Tuesday, August 17, 2010

Religious tolerance, then and now

Washington Post
August 17, 2010

To bigotry no sanction.
George Washington

Peaceful Muslims, pls refudiate.
Sarah Palin

Two hundred twenty years ago today, the Jews of Newport, R.I., wrote a proclamation for President George Washington on his visit to their synagogue the next day.

Deprived as we heretofore have been of the invaluable rights of free Citizens," the Jews wrote to their famous visitor, we now "behold a Government, erected by the Majesty of the People . . . generously affording to All liberty of conscience, and immunities of Citizenship: deeming every one, of whatever Nation, tongue, or language, equal parts of the great governmental Machine.

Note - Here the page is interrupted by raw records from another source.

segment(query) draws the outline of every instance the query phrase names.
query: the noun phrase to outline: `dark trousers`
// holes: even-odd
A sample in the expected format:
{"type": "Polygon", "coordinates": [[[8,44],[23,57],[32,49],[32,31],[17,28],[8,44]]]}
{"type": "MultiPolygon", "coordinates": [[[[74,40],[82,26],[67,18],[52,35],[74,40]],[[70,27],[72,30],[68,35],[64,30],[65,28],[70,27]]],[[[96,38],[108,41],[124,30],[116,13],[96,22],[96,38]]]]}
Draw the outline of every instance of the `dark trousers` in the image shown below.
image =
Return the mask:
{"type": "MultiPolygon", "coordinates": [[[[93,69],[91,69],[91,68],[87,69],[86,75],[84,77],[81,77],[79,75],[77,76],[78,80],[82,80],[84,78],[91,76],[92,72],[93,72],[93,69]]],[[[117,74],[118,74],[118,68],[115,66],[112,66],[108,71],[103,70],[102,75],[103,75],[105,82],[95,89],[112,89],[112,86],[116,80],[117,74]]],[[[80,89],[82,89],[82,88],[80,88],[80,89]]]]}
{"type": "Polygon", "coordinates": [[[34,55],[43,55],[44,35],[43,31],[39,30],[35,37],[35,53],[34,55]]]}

Washington's reply the next day, a simple letter titled "To the Hebrew Congregation in Newport," set a standard for religious tolerance that guided the nation through two centuries. Here is that message in its entirety -- along with some alternative thoughts on the topic occasioned by the proposed mosque near Ground Zero:


While I receive, with much satisfaction, your Address replete with expressions of affection and esteem; I rejoice in the opportunity of assuring you, that I shall always retain a grateful remembrance of the cordial welcome I experienced in my visit to Newport, from all classes of Citizens.